🤖 AI Summary
This work proposes a novel approach to automated algorithm design with large language models (LLMs) that overcomes the limitations of existing methods relying solely on performance feedback. By analyzing the abstract syntax trees of generated algorithms, the method extracts graph-theoretic and complexity-related structural features. These features are integrated with explainable AI techniques to identify key factors influencing algorithmic performance, which are then translated into natural-language mutation instructions to guide the LLM in efficiently evolving high-performing algorithms. This is the first framework to combine code structural characteristics with explainable AI to produce human-interpretable guidance signals, significantly enhancing evolutionary efficiency without sacrificing expressive power. Experimental results demonstrate that the approach achieves target performance faster on small-scale problems and outperforms state-of-the-art methods on the large-scale GECCO-MA-BBOB benchmark suite.
📝 Abstract
Large language models have enabled automated algorithm design (AAD) by generating optimization algorithms directly from natural-language prompts. While evolutionary frameworks such as LLaMEA demonstrate strong exploratory capabilities across the algorithm design space, their search dynamics are entirely driven by fitness feedback, leaving substantial information about the generated code unused. We propose a mechanism for guiding AAD using feedback constructed from graph-theoretic and complexity features extracted from the abstract syntax trees of the generated algorithms, based on a surrogate model learned over an archive of evaluated solutions. Using explainable AI techniques, we identify features that substantially affect performance and translate them into natural-language mutation instructions that steer subsequent LLM-based code generation without restricting expressivity.
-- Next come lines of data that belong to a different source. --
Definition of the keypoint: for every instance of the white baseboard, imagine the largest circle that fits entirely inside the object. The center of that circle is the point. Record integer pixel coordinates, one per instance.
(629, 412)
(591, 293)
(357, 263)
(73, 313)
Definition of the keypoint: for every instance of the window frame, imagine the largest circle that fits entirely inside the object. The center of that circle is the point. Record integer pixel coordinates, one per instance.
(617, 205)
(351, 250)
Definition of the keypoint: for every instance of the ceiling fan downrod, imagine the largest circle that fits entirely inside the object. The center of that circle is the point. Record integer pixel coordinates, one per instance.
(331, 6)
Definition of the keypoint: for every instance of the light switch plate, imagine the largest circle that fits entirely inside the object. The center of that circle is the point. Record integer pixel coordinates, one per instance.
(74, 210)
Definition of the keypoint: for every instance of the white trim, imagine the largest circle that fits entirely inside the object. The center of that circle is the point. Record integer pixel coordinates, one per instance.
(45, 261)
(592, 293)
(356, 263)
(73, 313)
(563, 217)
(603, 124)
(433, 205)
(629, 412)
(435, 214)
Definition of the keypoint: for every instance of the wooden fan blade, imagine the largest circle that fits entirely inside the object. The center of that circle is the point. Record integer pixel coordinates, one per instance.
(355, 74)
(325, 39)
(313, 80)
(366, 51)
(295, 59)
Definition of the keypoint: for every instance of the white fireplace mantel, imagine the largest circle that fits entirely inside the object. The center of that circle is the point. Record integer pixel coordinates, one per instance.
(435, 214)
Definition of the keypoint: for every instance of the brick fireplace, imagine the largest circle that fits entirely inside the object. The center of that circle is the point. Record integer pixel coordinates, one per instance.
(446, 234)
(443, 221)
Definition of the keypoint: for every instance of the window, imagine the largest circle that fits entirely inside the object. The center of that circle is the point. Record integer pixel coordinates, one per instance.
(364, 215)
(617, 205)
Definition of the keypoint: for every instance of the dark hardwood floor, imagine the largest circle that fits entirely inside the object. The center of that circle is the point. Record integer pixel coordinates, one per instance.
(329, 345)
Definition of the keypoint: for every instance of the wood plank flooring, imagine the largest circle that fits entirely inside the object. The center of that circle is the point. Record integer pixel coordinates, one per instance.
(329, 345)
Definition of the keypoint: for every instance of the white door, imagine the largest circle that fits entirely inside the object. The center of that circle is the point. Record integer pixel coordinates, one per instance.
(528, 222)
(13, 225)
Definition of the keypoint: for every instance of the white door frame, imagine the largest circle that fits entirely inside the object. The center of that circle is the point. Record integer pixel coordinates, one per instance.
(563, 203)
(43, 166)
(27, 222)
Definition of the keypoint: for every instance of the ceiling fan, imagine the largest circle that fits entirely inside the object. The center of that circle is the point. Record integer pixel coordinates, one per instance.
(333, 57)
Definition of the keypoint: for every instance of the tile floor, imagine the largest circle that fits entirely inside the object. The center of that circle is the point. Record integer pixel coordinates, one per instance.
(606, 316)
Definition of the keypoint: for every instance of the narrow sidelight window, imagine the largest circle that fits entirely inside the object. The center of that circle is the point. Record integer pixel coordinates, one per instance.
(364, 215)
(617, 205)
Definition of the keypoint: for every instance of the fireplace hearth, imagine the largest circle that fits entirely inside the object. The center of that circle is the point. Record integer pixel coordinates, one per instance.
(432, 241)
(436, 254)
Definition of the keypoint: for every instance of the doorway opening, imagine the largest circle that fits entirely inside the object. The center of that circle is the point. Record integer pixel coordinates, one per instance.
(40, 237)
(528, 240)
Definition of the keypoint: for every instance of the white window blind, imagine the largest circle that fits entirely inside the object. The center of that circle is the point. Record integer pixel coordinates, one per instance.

We propose LLaMEA-SAGE, which integrates this feature-driven guidance into LLaMEA, and evaluate it across several benchmarks. We show that the proposed structured guidance achieves the same performance faster than vanilla LLaMEA in a small controlled experiment. In a larger-scale experiment using the MA-BBOB suite from the GECCO-MA-BBOB competition, our guided approach achieves superior performance compared to state-of-the-art AAD methods. These results demonstrate that signals derived from code can effectively bias LLM-driven algorithm evolution, bridging the gap between code structure and human-understandable performance feedback in automated algorithm design.